1. If elected, Kerry will seek international cooperation on Iraq.
2. The only way to achieve this is to sacrifice Israel’s interests.
3. Sacrificing Israel’s interests is really bad.
4. The reader (should be) is afraid of this.
5. Therefore, we should not elect John Kerry.

Now the problematic premises are 2 and 4. The questions are thus whether the only way to achieve international cooperation is by sacrificing Israel’s interests, and whether it is reasonable that someone fears that this will come about as a result of Kerry’s election.

In order to justify his 2, Krauthammer argues that international cooperation will come at the price of re-engaging in the peace process.

>”Re-engage in the peace process” is precisely what the Europeans, the Russians and the United Nations have been pressuring the United States to do for years. Do you believe any of them have Israel’s safety at heart? They would sell out Israel in an instant, and they are pressuring America to do precisely that.

For Krauthammer the “peace process” is not in Israel’s interests, and so engaging in it is selling out Israel. Why?

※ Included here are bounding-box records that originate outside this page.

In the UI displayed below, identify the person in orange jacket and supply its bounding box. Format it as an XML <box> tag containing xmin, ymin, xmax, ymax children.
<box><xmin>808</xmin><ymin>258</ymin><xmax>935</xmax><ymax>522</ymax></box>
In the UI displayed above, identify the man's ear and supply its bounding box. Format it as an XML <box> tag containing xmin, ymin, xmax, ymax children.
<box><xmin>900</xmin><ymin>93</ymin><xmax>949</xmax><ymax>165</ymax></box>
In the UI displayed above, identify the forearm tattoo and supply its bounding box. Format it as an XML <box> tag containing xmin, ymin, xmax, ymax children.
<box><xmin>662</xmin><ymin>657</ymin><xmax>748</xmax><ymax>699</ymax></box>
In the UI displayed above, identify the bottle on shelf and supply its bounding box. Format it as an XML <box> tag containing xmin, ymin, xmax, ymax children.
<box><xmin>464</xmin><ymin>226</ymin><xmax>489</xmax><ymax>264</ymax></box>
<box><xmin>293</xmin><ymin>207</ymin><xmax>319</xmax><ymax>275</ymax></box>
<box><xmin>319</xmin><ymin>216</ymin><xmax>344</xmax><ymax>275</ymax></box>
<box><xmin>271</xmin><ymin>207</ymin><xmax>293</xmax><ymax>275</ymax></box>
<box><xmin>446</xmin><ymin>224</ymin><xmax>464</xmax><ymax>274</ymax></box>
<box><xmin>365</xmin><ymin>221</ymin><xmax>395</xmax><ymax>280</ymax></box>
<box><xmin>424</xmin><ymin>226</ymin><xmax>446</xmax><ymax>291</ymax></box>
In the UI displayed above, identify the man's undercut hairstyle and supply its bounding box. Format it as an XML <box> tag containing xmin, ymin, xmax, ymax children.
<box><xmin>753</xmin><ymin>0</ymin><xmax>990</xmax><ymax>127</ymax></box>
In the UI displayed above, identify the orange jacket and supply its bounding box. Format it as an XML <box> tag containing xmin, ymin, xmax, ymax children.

>Do not be fooled by the euphemism “peace process.” We know what “peace process” meant during the [Clinton Administration] –a White House to which Yasser Arafat was invited more often than any other leader on the planet. It meant believing Arafat’s deceptions about peace while letting him get away with the most virulent incitement to and unrelenting support of terrorism. It meant constant pressure on Israel to make one territorial concession after another — in return for nothing. Worse than nothing: Arafat ultimately launched a vicious terror war that killed a thousand Israeli innocents.

I don’t want to contest Krauthammer’s claim about the number of visits Arafat made to the White House, but in the absence of evidence it seems a little implausible. More importantly, this is a wild caricature of the efforts of the Clinton administration and one that cannot be taken seriously. We must, at least, remember that Barak (no moderate on Israeli security) found the process congenial, while the Palestinians found it ultimately dangerous to their interests (primarily through concerns of Bantutisation of the West Bank).

There is little reason to believe that engaging in the peace process is equivalent to sacrificing Israel. The false dichotomy implicit raises its head most clearly right here. In effect, Krauthammer is arguing:

A. “either engage in the peace process, or protect Israeli interests.”

But this is simply a false dichotomy. Israel engaged in the peace process *and* was protecting its interests during the Clinton era and there is good reason to believe that not only are the two disjuncts compatible, but that ultimately the only way of attaining the latter is to engage in the former.

Krauthammer can advance such an obviously fallacious argument for two reasons: First, he is appealing to the fear of certain constituencies; Second, he collapses the distinction between means and ends. The goal of peace is desirable, some means to peace (i.e., surrender) are not desirable. The question is always how to attain the desirable end through acceptable means. This is politics.

Worse than the logical confusion is Krauthammer’s manipulation of the fears of some readers. It is only on this basis that Krauthammer can make his strikingly fallacious argument appear even slightly reasonable.